Das zweite große Thema, zu dem in drei Teilen umfangreiches Material zusammengetragen wurde, ist die Kriminalistik. Unter dem Titel Fantomas wurden der Aktenvorgang über einen Einbruch in Oldenburg, Auszüge aus der Monographie „System und Praxis der Daktyloskopie und der sonstigen Methoden der Kriminalpolizei“ (Heft 1), der „Musterentwurf eines einheitlichen Polizeigesetzes des Bundes und der Länder“, der Fantomas-Film von Louis Feuillade, (Heft 2) sowie Vorträge hoher Polizeiund Justizbeamter über Alarmfahndung und EDV-Systeme (Heft 3) veröffentlicht.
Dieses sonst nur schwer oder gar nicht zugängliche Material macht die Republik zu einer wichtigen Zeitschrift. Es ist eben nicht so, wie der SPIEGEL-Kommentator Bittdorf meinte, daß das Material über die Polizei keine Inhumanität des Fahndungsapparates enthüllt.
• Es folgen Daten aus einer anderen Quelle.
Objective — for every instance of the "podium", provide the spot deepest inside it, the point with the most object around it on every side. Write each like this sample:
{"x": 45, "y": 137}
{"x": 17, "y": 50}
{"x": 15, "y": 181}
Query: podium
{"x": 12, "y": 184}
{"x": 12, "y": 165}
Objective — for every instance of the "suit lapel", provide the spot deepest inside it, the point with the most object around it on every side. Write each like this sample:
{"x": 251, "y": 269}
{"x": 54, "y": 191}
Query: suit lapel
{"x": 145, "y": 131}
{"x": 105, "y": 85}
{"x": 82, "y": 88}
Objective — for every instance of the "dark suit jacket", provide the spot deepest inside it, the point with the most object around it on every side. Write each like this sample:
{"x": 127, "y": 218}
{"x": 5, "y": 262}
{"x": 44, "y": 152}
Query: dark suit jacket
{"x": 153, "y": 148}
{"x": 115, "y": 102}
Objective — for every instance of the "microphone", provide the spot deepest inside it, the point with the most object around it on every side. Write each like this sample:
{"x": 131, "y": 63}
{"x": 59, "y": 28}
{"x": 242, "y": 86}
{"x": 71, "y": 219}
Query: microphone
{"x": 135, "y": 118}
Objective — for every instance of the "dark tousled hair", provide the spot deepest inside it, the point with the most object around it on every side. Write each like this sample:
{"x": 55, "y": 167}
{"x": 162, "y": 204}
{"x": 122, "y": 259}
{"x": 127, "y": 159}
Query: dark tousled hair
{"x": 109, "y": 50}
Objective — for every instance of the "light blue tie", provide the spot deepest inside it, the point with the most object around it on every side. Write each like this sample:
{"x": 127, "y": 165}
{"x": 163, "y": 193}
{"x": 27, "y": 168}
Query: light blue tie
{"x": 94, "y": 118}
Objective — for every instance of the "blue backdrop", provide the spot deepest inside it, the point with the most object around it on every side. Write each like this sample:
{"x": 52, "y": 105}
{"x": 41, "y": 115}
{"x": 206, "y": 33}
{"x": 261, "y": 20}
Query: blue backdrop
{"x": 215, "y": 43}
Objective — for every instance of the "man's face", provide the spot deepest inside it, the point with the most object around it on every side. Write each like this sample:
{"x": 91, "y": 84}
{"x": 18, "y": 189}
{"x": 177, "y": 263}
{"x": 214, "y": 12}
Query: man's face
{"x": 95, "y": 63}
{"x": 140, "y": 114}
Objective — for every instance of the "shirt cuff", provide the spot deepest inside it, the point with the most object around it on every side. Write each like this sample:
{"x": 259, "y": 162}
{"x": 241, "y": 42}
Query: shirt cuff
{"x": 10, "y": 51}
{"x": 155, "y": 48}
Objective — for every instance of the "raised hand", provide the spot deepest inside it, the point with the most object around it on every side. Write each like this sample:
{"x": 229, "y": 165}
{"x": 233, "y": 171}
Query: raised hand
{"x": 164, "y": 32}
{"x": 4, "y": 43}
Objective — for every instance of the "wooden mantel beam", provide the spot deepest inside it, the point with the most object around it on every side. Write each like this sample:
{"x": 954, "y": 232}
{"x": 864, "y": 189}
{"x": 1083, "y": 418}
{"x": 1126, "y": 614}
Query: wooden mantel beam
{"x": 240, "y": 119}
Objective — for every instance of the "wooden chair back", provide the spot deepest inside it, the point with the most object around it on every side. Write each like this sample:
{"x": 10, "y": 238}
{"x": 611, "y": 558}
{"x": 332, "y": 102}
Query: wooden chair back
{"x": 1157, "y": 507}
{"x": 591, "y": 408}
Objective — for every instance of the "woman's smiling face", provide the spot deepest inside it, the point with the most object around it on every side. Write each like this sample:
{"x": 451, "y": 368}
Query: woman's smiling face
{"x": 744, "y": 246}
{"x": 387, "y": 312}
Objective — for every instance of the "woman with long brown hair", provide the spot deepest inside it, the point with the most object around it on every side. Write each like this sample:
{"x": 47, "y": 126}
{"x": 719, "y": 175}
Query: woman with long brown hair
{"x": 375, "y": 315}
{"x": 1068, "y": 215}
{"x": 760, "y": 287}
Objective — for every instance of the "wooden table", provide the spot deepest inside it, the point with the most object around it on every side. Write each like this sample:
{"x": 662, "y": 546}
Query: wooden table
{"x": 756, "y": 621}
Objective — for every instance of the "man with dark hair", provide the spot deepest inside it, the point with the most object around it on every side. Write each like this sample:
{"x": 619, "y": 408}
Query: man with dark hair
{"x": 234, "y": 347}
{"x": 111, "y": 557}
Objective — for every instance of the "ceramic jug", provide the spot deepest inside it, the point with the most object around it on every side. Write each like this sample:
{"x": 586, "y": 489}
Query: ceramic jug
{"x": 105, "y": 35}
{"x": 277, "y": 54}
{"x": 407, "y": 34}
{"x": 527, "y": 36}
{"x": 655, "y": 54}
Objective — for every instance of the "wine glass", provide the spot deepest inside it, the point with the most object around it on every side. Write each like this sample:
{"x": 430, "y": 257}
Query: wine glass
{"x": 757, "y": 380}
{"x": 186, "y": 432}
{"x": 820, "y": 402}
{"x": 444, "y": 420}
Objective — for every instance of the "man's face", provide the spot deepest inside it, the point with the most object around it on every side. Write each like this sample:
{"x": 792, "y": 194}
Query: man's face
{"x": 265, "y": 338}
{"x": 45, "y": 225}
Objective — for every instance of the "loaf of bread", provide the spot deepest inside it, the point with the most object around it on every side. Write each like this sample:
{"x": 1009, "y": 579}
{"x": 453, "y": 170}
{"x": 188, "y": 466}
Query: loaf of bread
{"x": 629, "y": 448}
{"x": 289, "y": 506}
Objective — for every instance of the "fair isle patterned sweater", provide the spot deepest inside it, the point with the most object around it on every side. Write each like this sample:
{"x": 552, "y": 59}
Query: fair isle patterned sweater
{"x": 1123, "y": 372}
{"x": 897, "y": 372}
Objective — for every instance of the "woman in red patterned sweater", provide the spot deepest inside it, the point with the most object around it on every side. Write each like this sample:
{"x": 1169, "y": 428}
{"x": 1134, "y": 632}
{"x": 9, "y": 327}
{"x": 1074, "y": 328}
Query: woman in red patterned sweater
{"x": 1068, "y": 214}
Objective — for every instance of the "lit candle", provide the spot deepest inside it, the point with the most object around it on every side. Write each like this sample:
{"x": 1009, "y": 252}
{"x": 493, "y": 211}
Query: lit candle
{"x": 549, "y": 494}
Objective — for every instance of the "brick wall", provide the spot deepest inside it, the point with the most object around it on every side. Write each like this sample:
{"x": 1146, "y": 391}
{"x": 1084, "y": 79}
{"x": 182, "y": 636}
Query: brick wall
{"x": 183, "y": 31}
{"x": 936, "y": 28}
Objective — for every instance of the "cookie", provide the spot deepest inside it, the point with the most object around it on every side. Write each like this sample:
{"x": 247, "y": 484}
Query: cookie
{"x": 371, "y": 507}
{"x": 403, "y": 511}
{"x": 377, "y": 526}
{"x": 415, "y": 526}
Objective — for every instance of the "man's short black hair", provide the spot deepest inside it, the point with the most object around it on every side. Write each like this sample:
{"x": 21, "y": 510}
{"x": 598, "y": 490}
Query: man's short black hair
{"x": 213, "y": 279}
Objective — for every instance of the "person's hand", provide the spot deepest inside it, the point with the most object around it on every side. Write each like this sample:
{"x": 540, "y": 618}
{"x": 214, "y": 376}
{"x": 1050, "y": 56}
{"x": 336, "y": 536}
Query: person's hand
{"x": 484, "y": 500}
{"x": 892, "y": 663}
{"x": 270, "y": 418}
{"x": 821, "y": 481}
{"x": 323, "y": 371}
Die Kritiker waren allesamt über die REPUBLIK etwas erschrocken. Unisono war ihre Reaktion: An Karl Kraus und die Fackel kommt die Republik nicht heran. Nun liegt die Dummheit in der heutigen Publizistik sicher auf einer anderen Ebene als damals. Daß es Nettelbeck mit der REPUBLIK gelingt, sie dem befreienden Gelächter preiszugeben, ist ein Verdienst.
Harry Oberländer
Die Republik, Vertrieb :Zweitausendeins Ein Heft umfaßt 12 Nummern.